November 24, 2005
Wolpe Leading Pick for Seminary Spot
The Forward newspaper has reported that Rabbi David Wolpe of Los Angeles has emerged as a top candidate to head the Jewish Theological Seminary (JTS) in New York.
The Nov. 18 article, "L.A. Rabbi Eyed as Conservative Seminary Head," asserted that "support is mounting for a prominent pulpit rabbi from Los Angeles to become the next chancellor of the Jewish Theological Seminary, after he delivered an enthusiastically received speech last week on the future of Conservative Judaism."
The position of JTS chancellor is widely viewed as the head of the entire Conservative movement, as well as the leader of its flagship institution.

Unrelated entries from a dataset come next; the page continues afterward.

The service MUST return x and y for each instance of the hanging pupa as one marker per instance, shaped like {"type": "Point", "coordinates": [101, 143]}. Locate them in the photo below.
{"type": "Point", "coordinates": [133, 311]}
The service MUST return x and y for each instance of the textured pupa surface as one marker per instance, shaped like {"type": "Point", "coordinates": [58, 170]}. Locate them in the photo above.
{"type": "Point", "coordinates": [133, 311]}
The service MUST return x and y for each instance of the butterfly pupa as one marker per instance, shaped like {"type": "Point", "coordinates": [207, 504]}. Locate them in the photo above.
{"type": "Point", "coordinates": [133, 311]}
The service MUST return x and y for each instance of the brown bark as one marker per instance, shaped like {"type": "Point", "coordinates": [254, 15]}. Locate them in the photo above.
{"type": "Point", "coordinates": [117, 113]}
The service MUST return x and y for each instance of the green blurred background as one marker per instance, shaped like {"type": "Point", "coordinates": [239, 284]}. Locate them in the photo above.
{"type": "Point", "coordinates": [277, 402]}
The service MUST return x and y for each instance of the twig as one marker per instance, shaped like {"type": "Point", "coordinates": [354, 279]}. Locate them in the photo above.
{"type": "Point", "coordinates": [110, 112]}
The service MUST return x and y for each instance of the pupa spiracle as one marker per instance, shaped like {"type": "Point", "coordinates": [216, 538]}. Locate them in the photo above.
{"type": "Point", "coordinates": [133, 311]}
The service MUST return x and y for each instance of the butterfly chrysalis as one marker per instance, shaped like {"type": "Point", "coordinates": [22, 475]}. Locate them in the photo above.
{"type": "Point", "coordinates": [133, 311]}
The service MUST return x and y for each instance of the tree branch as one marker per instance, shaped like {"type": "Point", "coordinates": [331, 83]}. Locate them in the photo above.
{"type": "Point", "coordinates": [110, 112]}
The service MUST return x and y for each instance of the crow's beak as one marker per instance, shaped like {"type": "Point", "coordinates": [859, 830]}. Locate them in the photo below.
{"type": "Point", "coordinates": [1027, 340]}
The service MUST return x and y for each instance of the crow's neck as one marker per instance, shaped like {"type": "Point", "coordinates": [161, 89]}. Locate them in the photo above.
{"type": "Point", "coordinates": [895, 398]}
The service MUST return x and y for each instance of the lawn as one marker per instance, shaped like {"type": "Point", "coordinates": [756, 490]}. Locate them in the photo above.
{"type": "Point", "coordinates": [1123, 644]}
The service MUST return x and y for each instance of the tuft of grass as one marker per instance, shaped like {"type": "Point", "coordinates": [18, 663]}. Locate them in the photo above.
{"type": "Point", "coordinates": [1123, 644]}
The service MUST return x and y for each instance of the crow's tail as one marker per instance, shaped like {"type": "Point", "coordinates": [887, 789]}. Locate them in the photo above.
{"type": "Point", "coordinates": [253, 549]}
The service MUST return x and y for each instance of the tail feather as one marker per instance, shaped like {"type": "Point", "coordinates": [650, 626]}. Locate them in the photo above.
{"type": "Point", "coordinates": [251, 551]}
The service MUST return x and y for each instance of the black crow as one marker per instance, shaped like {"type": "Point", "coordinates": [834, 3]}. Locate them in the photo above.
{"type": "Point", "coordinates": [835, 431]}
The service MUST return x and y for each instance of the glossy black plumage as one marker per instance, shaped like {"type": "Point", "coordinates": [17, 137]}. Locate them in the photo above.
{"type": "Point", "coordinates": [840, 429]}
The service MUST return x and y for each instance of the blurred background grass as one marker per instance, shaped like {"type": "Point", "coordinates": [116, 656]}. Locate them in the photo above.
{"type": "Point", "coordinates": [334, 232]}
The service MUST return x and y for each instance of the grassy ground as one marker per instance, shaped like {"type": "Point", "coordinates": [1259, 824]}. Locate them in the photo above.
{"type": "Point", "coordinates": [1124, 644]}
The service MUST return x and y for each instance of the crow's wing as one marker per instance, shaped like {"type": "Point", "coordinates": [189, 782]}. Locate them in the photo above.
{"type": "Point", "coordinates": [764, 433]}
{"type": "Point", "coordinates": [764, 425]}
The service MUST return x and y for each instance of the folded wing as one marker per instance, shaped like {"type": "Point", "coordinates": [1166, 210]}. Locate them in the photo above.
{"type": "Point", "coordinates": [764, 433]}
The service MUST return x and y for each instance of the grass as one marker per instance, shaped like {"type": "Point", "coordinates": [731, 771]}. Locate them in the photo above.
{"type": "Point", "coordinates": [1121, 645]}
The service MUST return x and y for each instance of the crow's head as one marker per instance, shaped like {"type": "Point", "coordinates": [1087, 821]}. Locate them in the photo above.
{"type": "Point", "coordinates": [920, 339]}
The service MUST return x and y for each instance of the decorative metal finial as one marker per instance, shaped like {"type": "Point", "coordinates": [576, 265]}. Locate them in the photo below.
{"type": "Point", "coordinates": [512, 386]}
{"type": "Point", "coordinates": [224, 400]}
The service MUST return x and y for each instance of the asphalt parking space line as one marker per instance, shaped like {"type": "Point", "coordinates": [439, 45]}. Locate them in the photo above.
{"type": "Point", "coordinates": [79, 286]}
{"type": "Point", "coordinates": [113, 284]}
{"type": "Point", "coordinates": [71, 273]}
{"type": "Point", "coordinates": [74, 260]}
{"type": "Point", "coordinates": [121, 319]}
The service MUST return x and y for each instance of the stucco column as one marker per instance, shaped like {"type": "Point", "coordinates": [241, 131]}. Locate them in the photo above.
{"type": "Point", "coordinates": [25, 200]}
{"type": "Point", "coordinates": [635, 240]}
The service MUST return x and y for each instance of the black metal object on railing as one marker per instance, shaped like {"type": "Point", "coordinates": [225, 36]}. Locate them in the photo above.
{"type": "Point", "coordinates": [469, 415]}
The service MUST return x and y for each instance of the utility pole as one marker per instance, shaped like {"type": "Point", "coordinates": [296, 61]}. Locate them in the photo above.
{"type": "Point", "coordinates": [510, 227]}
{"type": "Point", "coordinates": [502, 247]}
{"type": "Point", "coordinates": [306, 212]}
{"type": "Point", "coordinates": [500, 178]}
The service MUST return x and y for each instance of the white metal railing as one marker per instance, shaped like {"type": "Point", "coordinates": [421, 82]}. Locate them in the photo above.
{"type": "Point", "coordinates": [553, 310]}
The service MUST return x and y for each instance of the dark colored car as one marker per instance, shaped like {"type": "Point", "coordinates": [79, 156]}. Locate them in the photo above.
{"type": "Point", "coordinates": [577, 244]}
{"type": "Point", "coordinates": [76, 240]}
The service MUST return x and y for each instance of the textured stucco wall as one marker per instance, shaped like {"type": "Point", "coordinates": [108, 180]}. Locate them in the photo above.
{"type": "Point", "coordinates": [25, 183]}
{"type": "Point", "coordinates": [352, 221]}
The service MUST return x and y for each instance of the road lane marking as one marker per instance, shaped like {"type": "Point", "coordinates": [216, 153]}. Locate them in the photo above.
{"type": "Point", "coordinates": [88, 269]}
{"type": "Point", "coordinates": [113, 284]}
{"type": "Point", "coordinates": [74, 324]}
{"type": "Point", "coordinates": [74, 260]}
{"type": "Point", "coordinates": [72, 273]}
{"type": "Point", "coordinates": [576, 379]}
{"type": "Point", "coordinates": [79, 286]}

Wolpe of Sinai Temple in Westwood told The Journal that he is flattered by the attention, but that he's also happy with his current job. And that speech, he added, was hardly intended as part of a campaign strategy.
He said he planned his remarks six months ago, before Chancellor Ismar Schorsch announced that he would be retiring next June.
Wolpe's Nov. 10 speech at the seminary, "What Does Conservative Judaism Have to Say to the 21st Century?" argued for changing the name of Conservative Judaism to "Covenantal Judaism," to better encompass the view that rabbinic law is both binding and evolving.
Wolpe's relative youth (he's 47) and charisma have garnered him supporters. The search committee will make no comments, but other candidates are believed to include Rabbi Gordon Tucker, the rabbi of Temple Israel in White Plains, N.Y., known for his liberal positions, and Jack Wertheimer, the seminary's provost, who, like the more conservative Schorsch, opposes ordaining gay rabbis.
Wolpe has served at Sinai Temple for eight years, and he's known for political adroitness. He has, for example, never publicly stated his position on gays in the rabbinate, an issue of ongoing dispute. On the other hand, Wolpe stirred some controversy of his own in 2001 when he questioned whether the Exodus actually happened in a Passover sermon in front of his congregation.